[HN Gopher] Version Control for Structure Editing
___________________________________________________________________
Version Control for Structure Editing
Author : mepian
Score : 83 points
Date : 2021-10-19 19:03 UTC (3 hours ago)
(HTM) web link (alarmingdevelopment.org)
(TXT) w3m dump (alarmingdevelopment.org)
| lewisjoe wrote:
| The challenge with implementing this is dealing with half a dozen
| types of operations or maybe more. In typical string OT/CRDT we
| are dealing with a minimal set of operations (insert/delete) but
| when it comes to a structure (= semantic trees) the ops are very
| tailored for that semantic structure and could span and evolve
| with the structure.
|
| Even if we get the OT part right, it'd be huge effort to port
| this to support other semantic structures with different set of
| ops. Also I can't wrap my head around how transformations and
| conflict detections work under these cases. Will watch out for
| more from this project.
| lewisjoe wrote:
| Also, what happens if the structure was edited in some other
| editor and you suddenly get two structures with no history to
| compare against?
| dgb23 wrote:
| Haven't read the paper thoroughly yet, looking forward to it.

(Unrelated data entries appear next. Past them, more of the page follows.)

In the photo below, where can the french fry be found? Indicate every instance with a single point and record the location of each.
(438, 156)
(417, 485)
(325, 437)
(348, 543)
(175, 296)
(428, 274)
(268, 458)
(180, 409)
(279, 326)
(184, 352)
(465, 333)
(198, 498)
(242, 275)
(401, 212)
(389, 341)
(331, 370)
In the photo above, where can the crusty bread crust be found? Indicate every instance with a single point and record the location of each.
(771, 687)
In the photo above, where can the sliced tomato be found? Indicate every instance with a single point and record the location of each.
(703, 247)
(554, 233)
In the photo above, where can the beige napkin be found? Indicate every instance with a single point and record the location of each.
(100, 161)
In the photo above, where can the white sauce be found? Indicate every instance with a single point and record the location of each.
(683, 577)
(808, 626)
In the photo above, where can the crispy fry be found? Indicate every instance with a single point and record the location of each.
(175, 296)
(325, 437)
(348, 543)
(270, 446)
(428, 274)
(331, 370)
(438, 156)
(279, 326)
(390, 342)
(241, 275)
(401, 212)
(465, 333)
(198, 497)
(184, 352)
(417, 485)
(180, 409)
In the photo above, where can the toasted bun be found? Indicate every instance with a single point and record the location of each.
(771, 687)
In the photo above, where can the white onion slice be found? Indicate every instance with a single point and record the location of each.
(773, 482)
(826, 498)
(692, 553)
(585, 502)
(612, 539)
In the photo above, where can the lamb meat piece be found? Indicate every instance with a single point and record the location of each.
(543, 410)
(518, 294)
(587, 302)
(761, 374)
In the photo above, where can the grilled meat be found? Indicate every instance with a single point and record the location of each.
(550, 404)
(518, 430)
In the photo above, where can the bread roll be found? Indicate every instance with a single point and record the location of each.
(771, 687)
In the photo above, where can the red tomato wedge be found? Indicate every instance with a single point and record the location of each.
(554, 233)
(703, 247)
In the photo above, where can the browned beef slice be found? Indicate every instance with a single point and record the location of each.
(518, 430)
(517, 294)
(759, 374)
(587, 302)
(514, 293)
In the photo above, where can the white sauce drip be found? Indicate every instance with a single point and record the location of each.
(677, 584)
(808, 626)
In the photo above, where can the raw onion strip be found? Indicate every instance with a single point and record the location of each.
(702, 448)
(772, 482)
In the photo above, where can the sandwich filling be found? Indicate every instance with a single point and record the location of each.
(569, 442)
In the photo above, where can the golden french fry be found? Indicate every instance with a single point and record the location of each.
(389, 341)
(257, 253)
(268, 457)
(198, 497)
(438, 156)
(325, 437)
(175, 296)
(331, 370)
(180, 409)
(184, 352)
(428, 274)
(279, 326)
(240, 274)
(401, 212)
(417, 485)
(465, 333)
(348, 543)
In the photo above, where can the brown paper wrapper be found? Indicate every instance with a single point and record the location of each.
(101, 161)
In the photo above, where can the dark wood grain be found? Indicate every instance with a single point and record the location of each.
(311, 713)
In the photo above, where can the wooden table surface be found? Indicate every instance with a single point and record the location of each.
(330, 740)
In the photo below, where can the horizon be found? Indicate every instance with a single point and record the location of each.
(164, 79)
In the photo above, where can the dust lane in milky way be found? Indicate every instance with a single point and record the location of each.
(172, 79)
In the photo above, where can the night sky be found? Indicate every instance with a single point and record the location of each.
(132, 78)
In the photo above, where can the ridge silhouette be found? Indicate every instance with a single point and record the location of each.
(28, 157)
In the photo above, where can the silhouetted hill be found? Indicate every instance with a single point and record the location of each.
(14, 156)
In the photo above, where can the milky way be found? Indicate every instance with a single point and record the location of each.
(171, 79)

| The idea here seems to be very type driven and I think there is
| something to it.
|
| The general goal reminds me of Unison[0], which takes a
| different approach. It sees code as kind of a database where
| the functions are immutable entries. So it is less granular,
| but likely more semantic.
|
| What I immediately thought of reading your comment is paredit.
| I know of the Emacs mode[1] and the Calva VSCode plugin[2]. One
| could work from there, see code evolution as collection of
| structured editing units.
|
| And then, some languages are extremely terse like APL or Forth.
| Haven't yet found time to study them, but maybe their
| representation and semantics are more suitable for this type of
| thing?
|
| But yeah, just text might just not be the right medium for code
| in the first place. Not when we start thinking about what code
| actually is.
|
| We're manipulating structures indirectly by manipulating text.
| Something is not right here... I know there have been many
| attempts to move away from it, some are successful but only for
| specific use-cases and I don't think anything succeeded in the
| general purpose space. Maybe someone will succeed though. There
| is no reason to believe otherwise. I feel like it would have to
| be a very cross disciplinary collaboration. People who make
| games, databases, art, science. Different perspectives to break
| out of what we think programming is or should be.
|
| I watched this talk[3] some months ago. One of the cool things
| is the discussion near the end of the video at around 1h11m:
| look what Sussman does, when he talks about stratification and
| code structure - he closes his eyes. What is he seeing there?
| He explains it sure, but he _sees_ something. That's what the
| program _is_, not the text, not the bits and bytes. It's a
| deeply connected, complex, flowing structure - I think they
| talk about forests in there.
|
| When we program, we manipulate this structure and the text we
| write is kind of far away from the actual mental model we have.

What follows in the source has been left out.